1 Peter 1:18-19
“You were ransomed from the futile ways inherited from your forefathers, not with perishable things such as silver or gold, but with the precious blood of Christ, like that of a lamb without blemish or spot.”
On our way to becoming gospel scholars, we have heard over and over some of the key doctrines entailed in the gospel:
1) The gospel is for cultural renewal in Christ
2) We are totally unmerited beneficiaries of the gospel
3) Jesus’ (once for all) death is effective for every sin you ever have, are, or will commit
Now, we get a hermeneutic (framework of interpretation) for reading the Old Testament in light of the gospel. The apostle Peter gives a blatant allusion to the passover lamb. What happened in Exodus 12 is that the nation of Israel was enslaved under Egypt. God raised up Moses to lead the exodus of Israel out of Egyptian custody. Then we have the 10 plagues, the tenth of which required a “lamb…without blemish” to be killed and its blood painted on the doors of the Israelites so that God would not kill them. In effect, the blood of these lambs protected the Israelites from the wrath of God which was laying it out on all of the Egyptian firstborn sons. The lambs died so that the Israelites wouldn’t. Here we have what theologians refer to as a substitutionary sacrifice. This then becomes a regular custom for the Israelites. In commemoration of that day when God “passed over” the houses painted with blood of spotless lambs, the Jews would hold a feast of lamb and unleavened bread. Not only that, but sacrificing animals to appease God’s wrath became a regular thing for the Jews. In this way, the blood of Jesus is “like that of a lamb without blemish or spot.” Instead of the blood of lambs, Christians are now protected and forgiven by the blood of Jesus. When one reads about the Old Testament sacrifices in light of this gospel hermeneutic, it makes a lot more sense.

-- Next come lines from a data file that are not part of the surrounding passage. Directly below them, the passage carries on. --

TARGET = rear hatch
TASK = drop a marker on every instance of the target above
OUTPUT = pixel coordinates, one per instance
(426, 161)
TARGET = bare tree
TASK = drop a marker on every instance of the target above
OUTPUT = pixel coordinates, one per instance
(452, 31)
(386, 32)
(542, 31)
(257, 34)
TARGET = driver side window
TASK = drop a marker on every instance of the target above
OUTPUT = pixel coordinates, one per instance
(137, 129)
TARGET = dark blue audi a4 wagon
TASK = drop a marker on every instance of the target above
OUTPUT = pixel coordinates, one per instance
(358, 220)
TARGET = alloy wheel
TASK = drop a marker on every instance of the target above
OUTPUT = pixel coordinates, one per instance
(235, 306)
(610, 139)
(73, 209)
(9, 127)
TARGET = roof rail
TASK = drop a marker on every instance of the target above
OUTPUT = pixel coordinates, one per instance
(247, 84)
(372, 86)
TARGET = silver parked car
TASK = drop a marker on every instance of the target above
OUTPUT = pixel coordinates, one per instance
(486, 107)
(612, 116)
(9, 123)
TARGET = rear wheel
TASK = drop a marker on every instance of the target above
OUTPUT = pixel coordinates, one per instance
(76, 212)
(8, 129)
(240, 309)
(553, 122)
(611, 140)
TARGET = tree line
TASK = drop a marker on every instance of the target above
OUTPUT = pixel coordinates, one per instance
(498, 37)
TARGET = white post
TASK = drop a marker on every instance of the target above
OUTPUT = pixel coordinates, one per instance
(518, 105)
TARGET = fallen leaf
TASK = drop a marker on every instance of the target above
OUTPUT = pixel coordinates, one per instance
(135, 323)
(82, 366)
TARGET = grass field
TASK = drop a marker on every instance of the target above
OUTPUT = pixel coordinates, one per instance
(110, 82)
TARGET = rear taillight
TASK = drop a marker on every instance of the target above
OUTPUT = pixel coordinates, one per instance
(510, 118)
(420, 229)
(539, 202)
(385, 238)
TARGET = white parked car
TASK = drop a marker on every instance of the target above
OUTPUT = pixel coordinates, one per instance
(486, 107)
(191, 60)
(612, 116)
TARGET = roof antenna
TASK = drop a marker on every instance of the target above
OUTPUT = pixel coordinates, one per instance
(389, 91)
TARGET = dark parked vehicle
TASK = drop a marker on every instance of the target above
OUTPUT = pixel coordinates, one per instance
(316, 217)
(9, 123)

In addition to seeing the gospel in the Old Testament, Peter says you were ransomed (the blood of Jesus for your freedom from captivity to sin) “from the futile ways inherited from your forefathers”. I think that this is particularly good news to you with family baggage. Popular statistics would have you believe that if your parents were divorced then you are at higher risk, or since you were exposed to pornography at a young age then you are hopelessly addicted. Scripture acknowledges that “futile ways” are indeed inherited; but, in Christ they are not applicable. At least they don’t have to be. When Jesus saves you, you are adopted into the family of the triune God. This means that the ways you now inherit are “love, joy, peace, patience, kindness, goodness, faithfulness, gentleness, [and] self-control” (Gal. 5:22-23). That be good news.